Buradan da çok rahatça anlaşılacağı gibi, toplumun ve olayların gidişatında politikanın rolü artmıştır. Politik müdahalenin rolü iki temel nedenden dolayı arttı. Birincisi, tüm kapitalist ülkelerde, sınıflar mücadelesi gelip iktidar sorununun çözümüne dayandı. İktidar mücadelesi politik mücadeledir ve politik mücadele bu aşamada en şiddetli biçimini alır. İkincisi, tekellerin egemenliği, bir avuç tekelin yararına, ekonomiye, topluma daha sert ve şiddetli müdahaleyi doğuruyor. 20. Yüzyılda politikanın bu denli etkin kullanılması, tekeller çağıyla dolaysız bağı var. İşçi sınıfı açısından da politik mücadele yolu, sosyalizme geçişin biricik etkin yoludur. Şu temel farkla, burjuvazinin politikası özel mülkiyetle sınırlanmıştır. İşçi sınıfı ise, politikayı etkin biçimde sınırlandırılmamış biçimde kullanır ve kullanıyor da. Yine bir farkı da şuradadır: Burjuvazinin politikası bir avuç sömürücünün çıkarına hizmet eder, statükocudur, çürümüştür, toplumu da çürütüyor. İşçi sınıfının devrimci politikası, dünyayı dönüştürmeyi amaçlıyor; işçi sınıfının, halkın kurtuluşuna yöneliktir.

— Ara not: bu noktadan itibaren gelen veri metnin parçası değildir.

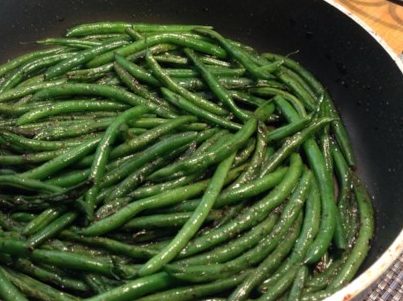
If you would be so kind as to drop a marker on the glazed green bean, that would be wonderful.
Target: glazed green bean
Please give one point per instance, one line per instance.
(62, 161)
(69, 107)
(115, 93)
(151, 161)
(292, 208)
(137, 288)
(102, 153)
(173, 38)
(196, 100)
(193, 224)
(213, 156)
(82, 57)
(215, 86)
(7, 290)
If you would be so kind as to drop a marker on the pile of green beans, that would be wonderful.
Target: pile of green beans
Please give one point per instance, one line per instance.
(167, 162)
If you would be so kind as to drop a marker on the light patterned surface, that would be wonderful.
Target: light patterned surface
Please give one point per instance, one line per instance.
(384, 17)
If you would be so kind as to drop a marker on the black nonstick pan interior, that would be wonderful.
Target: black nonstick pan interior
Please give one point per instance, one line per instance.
(363, 79)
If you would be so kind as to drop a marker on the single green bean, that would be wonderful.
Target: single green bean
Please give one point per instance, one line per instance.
(115, 93)
(292, 209)
(62, 161)
(173, 38)
(193, 224)
(167, 81)
(8, 292)
(215, 86)
(197, 291)
(69, 107)
(134, 289)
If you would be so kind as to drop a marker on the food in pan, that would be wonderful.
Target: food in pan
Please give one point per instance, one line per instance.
(168, 162)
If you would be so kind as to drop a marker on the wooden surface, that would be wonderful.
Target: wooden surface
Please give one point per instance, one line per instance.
(385, 17)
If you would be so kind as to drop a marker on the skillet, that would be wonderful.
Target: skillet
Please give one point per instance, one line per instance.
(364, 80)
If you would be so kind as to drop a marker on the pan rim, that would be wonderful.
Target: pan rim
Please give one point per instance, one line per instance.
(393, 252)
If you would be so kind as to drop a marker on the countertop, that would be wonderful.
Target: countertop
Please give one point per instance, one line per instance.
(384, 17)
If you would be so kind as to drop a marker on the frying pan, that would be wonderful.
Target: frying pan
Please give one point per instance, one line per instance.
(361, 75)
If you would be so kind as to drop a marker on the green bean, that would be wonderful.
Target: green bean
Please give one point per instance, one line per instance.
(251, 215)
(102, 153)
(36, 289)
(338, 127)
(97, 283)
(19, 92)
(166, 220)
(75, 43)
(298, 90)
(298, 284)
(197, 291)
(113, 203)
(36, 145)
(196, 100)
(15, 78)
(120, 27)
(27, 184)
(146, 191)
(137, 288)
(193, 224)
(291, 143)
(74, 130)
(163, 199)
(288, 130)
(290, 212)
(82, 57)
(26, 58)
(52, 229)
(234, 247)
(234, 196)
(69, 107)
(255, 163)
(18, 110)
(307, 235)
(209, 158)
(344, 175)
(329, 209)
(62, 161)
(70, 260)
(44, 275)
(244, 154)
(281, 286)
(149, 136)
(23, 217)
(249, 258)
(69, 179)
(269, 91)
(362, 244)
(42, 220)
(148, 154)
(187, 106)
(7, 290)
(238, 54)
(111, 245)
(215, 86)
(98, 28)
(173, 38)
(136, 87)
(115, 93)
(134, 34)
(215, 70)
(30, 158)
(174, 59)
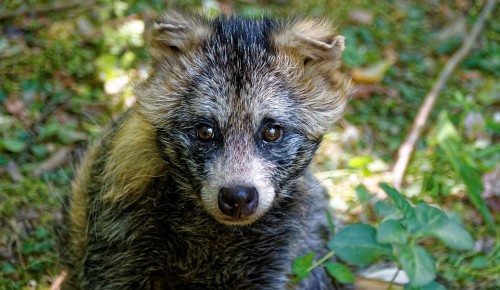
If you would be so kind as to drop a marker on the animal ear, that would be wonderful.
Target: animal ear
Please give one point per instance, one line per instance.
(312, 39)
(175, 33)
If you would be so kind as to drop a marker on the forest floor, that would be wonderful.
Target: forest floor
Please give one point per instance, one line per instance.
(66, 69)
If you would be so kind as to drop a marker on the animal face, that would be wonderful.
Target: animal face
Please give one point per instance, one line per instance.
(240, 106)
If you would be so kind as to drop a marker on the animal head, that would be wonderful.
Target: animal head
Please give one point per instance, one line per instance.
(241, 105)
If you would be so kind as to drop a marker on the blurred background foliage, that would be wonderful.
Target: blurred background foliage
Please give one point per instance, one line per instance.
(66, 68)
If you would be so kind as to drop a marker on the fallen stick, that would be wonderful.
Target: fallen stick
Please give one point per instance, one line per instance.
(406, 149)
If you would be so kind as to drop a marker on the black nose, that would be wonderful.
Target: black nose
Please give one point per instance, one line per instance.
(238, 201)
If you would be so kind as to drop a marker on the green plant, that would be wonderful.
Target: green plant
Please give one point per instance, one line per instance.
(397, 238)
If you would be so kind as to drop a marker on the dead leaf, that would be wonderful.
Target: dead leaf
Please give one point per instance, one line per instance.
(57, 159)
(15, 106)
(365, 91)
(14, 171)
(360, 16)
(58, 281)
(372, 74)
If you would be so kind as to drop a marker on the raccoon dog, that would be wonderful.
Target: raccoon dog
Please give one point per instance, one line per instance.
(204, 182)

Devrimci komünist-öncü, devrimci stratejisini hayata geçirmek için savaşırken, kitlelerin günlük mücadelesi ve günlük kazanımları karşısında kayıtsız kalmazlar ve kalmamışlardır. Günlük mücadele, emekçilerin, kendi aralarında kaynaşmalarını sağlar, savaş kapasitesini pekiştirir. Toplumsal kurtuluş mücadelesinde bir okul görevi görür. Devrimin öncüsünün düşmanla iktidar savaşında geniş bir kitle desteği sağlar. Yeter ki, günlük mücadeleyle devrimin bağı doğru kurulsun. Doğru bir ilişki ancak devrimin zaferi bakış açısıyla kurulabilir. Devrimin zaferi bakış açısı ve politikası yoksa, günlük istemler mücadelesi, kitleleri sisteme bağlar ve zamanla yozlaştırır. Burada esas olan politikanın içeriğidir. İşçi sınıfı, devrimci politik mücadeleyle düşmanı karşısında üstünlük sağlar. Devrimci politika, iktidarla bağıntılıdır. İktidar yolunda, etkin politika, devrimci politikadır. İşçi sınıfı hareketi bağımsız devrimci sınıf politikası izleyerek temel devrimci hedefini gerçekleştirir ve amacını yakınlaştırır.